Climate change impacts the immediate, underlying and basic causes of undernutrition. As climate change progresses, optimal conditions for human health will continue to come under threat introducing instability into our food systems and ultimately decreasing access to nutritionally dense and healthy foods. While this is likely to affect the nutritional status of all populations, it will have a disproportionate impact on poor and marginalised populations.

The bi-directional relationship between food systems, environmental change and nutrition demands that nutrition scientists engage in food systems transformation. Nutrition is inherently a multidisciplinary science; however, within nutrition, scientists have been traditionally siloed into those studying undernutrition and overweight and those in humanitarian or development contexts. Given the global inter-and transdisciplinary nature of these challenges, the traditional boundaries need to be broken down to ensure relevant public health interventions, research and policies.

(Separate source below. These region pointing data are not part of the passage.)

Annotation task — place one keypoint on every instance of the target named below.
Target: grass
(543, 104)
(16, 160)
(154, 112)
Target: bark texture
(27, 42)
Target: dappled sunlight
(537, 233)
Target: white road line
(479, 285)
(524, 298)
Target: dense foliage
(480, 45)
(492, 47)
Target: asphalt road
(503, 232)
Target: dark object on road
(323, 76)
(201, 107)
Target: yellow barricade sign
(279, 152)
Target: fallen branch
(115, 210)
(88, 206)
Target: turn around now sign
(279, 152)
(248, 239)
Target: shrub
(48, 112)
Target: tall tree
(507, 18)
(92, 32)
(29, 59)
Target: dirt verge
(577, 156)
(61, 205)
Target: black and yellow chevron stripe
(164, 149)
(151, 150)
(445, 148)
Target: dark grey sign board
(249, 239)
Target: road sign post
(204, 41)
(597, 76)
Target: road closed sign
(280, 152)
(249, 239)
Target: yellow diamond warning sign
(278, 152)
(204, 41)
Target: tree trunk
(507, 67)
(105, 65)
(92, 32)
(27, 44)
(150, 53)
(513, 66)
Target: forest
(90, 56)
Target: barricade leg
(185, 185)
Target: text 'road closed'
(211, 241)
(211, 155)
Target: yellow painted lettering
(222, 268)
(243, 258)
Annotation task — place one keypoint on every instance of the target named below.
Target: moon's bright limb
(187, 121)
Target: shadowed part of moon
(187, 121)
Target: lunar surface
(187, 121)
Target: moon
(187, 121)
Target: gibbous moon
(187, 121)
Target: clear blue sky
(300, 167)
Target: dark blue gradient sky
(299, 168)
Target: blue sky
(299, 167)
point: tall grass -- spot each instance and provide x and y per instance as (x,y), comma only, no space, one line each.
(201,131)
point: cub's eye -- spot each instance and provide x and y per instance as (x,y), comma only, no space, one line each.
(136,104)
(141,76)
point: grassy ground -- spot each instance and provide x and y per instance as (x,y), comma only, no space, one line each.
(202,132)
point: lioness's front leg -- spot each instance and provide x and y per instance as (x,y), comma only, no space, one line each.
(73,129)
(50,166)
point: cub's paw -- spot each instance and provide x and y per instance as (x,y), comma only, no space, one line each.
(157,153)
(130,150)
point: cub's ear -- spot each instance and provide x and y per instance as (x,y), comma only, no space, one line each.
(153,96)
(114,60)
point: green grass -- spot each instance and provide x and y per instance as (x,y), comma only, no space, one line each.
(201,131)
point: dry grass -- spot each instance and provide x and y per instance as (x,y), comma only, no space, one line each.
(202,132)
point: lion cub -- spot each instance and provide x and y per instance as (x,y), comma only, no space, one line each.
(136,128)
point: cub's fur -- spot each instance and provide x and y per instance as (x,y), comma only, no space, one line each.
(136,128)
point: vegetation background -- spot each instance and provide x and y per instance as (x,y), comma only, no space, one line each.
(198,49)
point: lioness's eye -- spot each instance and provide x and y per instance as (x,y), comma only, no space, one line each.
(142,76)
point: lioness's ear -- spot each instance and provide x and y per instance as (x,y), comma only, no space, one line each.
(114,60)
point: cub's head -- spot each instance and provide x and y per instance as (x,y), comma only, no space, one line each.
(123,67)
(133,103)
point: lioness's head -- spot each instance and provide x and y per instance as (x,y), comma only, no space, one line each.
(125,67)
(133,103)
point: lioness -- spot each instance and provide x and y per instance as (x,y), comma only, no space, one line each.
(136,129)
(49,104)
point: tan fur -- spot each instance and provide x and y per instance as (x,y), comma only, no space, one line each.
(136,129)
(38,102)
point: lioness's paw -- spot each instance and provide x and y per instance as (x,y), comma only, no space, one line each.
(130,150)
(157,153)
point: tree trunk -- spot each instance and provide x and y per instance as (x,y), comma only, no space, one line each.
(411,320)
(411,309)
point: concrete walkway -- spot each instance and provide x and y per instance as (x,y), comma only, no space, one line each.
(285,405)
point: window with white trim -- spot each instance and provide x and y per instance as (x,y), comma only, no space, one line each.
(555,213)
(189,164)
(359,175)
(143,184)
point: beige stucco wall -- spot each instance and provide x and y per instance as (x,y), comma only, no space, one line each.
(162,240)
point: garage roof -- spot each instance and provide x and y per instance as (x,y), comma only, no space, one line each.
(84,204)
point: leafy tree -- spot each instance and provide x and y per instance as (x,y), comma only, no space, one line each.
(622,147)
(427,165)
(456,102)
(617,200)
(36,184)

Current research gaps in this important area include:

  • Scientific consensus on definitions and metrics to assess the sustainability of dietary patterns and food environments
  • Limited scope of research e.g., research needs to be implemented across different stages of the supply chain, a wider variety of food products and on a wider range of nutrition outcomes
  • Limited topic base e.g., research is needed on food safety, food waste and loss and the role of consumer practices
  • Levers of change in the food system and how to utilise these
  • Accurate global and subnational data on topics such as dietary patterns, food loss and waste
  • Applicability of current literature to more localised contexts

1 Fanzo J, Bellows L A, Spiker L M, Thorne-Lyman L A, Bloem W M (2021) The importance of food systems and the environment for nutrition. Am J Clin Nutr. 2021; 113(1): 7-6. doi:10.1093/ajcn/nqaa313.